HTTP Protocol Overview
The HTTP Protocol itself is an Application layer protocol – that is, it essentially sits “on top” of an underlying network-level protocol such as the Transmission Control Protocol (TCP). HTTP is human-readable and extensible, which makes the protocol extremely easy to extend and to experiment with. New functionality can be introduced simply by establishing an agreement between a client and a server and specifying new “headers” – these will enable the client and server to pass additional information along with the request or the response. The payload content (ie: raw HTML) is sent in the “message body”.
Both HTTP requests and responses share a similar structure and are composed of:
- A start-line that describes the requests to be performed, or its status that is a success or a failure. This start-line is always a single line.
- An optional set of HTTP headers specifying the request, or describing the body included in the message.
- A blank line indicating that all meta-information for the request has been sent.
- An optional body that contains data associated with the request (like the content of an HTML form), or the document associated with a response. The presence of the body and its size is defined by the start-line and the HTTP headers.

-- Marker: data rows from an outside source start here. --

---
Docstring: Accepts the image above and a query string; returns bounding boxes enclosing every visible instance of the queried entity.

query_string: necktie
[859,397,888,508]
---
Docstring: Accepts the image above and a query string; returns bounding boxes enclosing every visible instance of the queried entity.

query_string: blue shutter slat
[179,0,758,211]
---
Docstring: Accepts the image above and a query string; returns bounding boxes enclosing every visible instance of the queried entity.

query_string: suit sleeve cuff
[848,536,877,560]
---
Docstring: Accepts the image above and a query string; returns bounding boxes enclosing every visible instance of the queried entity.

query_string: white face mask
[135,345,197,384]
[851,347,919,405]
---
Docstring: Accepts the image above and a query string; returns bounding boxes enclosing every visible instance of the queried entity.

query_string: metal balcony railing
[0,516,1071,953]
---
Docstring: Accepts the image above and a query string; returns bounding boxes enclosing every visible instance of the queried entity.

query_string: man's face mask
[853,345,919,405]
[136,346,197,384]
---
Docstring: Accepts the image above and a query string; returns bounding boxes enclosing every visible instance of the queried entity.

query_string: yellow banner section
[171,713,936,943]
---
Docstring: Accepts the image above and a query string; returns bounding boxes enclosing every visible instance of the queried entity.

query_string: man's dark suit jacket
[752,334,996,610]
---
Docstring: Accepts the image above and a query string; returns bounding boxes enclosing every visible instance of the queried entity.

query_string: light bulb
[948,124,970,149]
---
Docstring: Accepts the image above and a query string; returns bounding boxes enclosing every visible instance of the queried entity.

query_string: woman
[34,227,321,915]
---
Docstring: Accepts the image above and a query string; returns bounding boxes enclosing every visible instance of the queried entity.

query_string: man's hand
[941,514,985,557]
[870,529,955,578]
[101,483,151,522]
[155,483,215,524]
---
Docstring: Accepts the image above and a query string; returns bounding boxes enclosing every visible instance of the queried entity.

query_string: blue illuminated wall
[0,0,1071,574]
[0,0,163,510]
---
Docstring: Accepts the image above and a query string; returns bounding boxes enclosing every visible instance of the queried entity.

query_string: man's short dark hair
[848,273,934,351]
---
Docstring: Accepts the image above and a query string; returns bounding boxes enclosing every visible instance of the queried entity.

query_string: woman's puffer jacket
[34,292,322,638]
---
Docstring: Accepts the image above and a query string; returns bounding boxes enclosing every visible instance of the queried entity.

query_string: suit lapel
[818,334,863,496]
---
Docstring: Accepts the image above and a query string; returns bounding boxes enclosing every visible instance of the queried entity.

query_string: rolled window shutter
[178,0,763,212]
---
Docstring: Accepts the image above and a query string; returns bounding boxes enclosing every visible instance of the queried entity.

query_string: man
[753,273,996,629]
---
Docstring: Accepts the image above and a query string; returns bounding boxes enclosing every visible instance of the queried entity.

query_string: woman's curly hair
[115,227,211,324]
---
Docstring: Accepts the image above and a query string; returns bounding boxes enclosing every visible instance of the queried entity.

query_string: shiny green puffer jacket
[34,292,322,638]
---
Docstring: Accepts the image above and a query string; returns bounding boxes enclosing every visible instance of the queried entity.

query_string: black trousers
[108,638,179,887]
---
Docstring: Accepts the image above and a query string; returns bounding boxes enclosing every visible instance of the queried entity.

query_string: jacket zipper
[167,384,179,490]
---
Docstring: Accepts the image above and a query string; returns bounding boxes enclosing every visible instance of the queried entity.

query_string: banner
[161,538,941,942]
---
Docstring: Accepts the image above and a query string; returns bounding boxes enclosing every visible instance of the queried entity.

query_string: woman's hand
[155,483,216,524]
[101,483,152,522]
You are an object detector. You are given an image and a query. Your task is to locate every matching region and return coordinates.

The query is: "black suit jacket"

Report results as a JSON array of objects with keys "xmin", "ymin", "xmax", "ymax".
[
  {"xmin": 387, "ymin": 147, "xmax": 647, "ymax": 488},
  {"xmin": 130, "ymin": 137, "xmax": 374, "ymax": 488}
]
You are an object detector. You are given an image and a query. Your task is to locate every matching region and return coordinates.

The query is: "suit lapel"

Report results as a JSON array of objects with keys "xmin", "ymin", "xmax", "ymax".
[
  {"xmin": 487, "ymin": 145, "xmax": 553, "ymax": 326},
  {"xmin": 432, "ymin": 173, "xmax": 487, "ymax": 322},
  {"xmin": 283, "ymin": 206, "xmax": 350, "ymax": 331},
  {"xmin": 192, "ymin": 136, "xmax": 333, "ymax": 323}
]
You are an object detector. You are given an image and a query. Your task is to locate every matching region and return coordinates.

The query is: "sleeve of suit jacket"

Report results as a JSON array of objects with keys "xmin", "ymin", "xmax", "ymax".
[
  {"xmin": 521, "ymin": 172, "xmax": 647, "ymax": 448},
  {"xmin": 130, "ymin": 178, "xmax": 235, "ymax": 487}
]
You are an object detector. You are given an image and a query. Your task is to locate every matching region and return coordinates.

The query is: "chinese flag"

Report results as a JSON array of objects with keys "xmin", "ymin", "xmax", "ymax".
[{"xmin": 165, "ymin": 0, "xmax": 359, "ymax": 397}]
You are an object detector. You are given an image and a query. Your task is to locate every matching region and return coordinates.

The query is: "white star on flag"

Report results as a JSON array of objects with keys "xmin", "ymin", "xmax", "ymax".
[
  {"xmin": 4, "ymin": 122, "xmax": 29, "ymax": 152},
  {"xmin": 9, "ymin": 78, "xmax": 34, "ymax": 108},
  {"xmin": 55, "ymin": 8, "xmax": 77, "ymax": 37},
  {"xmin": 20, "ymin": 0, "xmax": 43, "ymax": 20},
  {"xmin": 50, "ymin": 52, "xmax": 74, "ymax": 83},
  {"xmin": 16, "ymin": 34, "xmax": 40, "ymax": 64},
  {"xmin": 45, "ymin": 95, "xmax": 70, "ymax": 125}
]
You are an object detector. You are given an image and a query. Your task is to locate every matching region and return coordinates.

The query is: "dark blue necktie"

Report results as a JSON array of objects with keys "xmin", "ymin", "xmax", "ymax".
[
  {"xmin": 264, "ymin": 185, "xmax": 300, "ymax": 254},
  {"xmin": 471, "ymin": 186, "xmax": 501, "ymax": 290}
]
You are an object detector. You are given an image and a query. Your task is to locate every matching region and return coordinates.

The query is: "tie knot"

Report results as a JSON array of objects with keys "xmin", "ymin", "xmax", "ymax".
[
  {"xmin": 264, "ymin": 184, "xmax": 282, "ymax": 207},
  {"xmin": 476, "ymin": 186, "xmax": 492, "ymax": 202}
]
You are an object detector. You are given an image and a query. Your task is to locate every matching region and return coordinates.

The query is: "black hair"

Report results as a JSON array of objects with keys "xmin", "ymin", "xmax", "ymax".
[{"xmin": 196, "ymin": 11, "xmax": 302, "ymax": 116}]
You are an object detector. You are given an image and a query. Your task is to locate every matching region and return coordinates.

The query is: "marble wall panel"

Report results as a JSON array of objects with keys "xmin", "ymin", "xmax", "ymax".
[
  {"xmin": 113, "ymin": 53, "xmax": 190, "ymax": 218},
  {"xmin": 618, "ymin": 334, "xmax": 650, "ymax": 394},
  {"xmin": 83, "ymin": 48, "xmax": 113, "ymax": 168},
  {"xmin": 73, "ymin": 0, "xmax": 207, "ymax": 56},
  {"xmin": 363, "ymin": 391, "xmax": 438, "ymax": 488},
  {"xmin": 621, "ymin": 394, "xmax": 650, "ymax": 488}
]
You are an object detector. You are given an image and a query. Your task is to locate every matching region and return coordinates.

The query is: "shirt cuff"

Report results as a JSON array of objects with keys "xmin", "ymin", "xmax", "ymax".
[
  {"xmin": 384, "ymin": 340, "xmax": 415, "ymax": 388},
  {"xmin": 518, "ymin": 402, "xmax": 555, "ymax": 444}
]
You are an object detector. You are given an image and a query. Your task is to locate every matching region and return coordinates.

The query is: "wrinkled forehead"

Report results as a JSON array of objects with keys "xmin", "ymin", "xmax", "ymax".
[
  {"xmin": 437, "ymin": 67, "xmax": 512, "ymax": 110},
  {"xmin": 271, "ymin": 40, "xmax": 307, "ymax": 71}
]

(https://developer.mozilla.org/en-US/docs/Web/HTTP/Messages)
HTTP Requests
Start line
HTTP requests are messages sent by the client to initiate an action on the server. Their start-line contains of three elements:
An HTTP method that describes the action to be performed:
Method Description GET The GET method is used to retrieve information from a specified URI (Universal Resource Identifier) and is assumed to be a safe, repeatable operation by browsers, caches and other HTTP aware components. This means that the operation must have no side effects and GET requests can be re-issued without worrying about the consequences. POST The POST method requests that the target resource process the representation enclosed in the request according to the resource’s own specific semantics. For example, POST is used for the following functions (among others): - Providing a block of data, such as the fields entered into an HTML form, to a data-handling process
- Posting a message to a bulletin board, newsgroup, mailing list, blog, or similar group of articles
- Creating a new resource that has yet to be identified by the origin server.
- Appending data to a resource’s existing representation(s).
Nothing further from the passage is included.